2010年9月25日

恫喝の国 (4)

どこかで落としどころを見つけないといけないとはいえ、日本にとっては何も得るものがない、外見的には完全な敗北ですよね。これを機会に、ますます漁船は尖閣諸島に押し寄せるだろうし、また何かあれば一気に中国の世論は燃え上がるだろうし。せめて、フジタの社員解放があってから、とか日本にも何らかの「成果」が見えてからでないとねぇ。早速味を占めて、賠償だ謝罪だという声が上がってきている見たいですけど、これって以前にも見たような...

同じ頃、菅首相は国連でお得意の「最小不幸社会」と言っていたようですけど、これが「最小不幸」なら止めて欲しいですよね。「不幸」の定義はなんなんでしょう。ひたすら波風たてないように生きるだけなんて、なんてつまらない事だろうと思ってしまう。しかも、汚いことに、今回の責任は全て地検に任せて、政府は我関せずという態度をとっていること。「超法規的措置」と言うと、自分たちの世代だとダッカ空港の事件が思い出されるけれど、個人的にはあの判断は間違いだと思うものの、でも国の責任者が自分で決定したことならば、それは仕方ないかもと言う諦めも。でも、自分は知らない、向こうが決めたことと知らんぷりを決め込むという態度は、ちょっとねえ。少なくとも、釈放判断は地検におっかぶせるにしても、国としては今後も領土問題に関して厳しい態度で臨むとか、レアアースの問題にしても、WTO提訴をにおわすとか、それなりの態度を示さないと間違ったメッセージを送るだけですよね。ほんと、存在感の無いすかしっぺみたいな内閣だなと実感してしまった。
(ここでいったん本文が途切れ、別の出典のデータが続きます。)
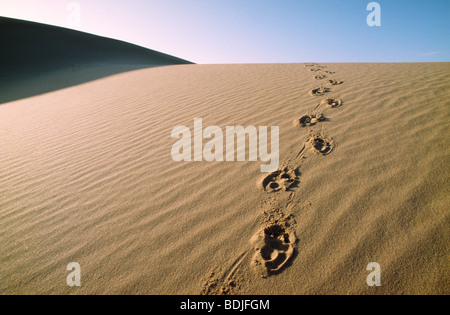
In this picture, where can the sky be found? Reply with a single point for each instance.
(257, 31)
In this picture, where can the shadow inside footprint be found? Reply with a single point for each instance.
(320, 77)
(275, 247)
(335, 82)
(332, 102)
(319, 91)
(321, 144)
(280, 180)
(309, 120)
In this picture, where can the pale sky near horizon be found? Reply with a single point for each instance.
(260, 31)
ところで、食糧自給に関しては、半分近くも自給できるのにあれだけ大問題と言うのに、97%も1つの国からの輸入に頼るレアアースに関しては、余りに静かですよね。最初レアアース禁輸のニュースを聞いたときには、昔のオイルショックの事を思い出したけれど、あの頃と比べれば落ち着いた感じがするのは、出土が中国1カ国に限られている分、こういうこともあるだろうと想定済みだったからか。また、石油と違って、回収再利用可能なものでもあるし。オイルショックでは、日本の自動車業界は低燃費車を開発し、底からさらにハイブリッドに進もうとしているけれど、バイオエネルギーでは後れをとったんですよね。レアアースは石油以上に代用品が難しいとは思うけれど、これを機会に再利用・リサイクルシステムを開発すればどうだろう。また、レアアースを使わない磁石なんかも開発されているというし。今回の件で唯一何か得るものがあるとすれば、こういう逆境から日本人がまたとんでもないものを作り出す、という期待感だけかな。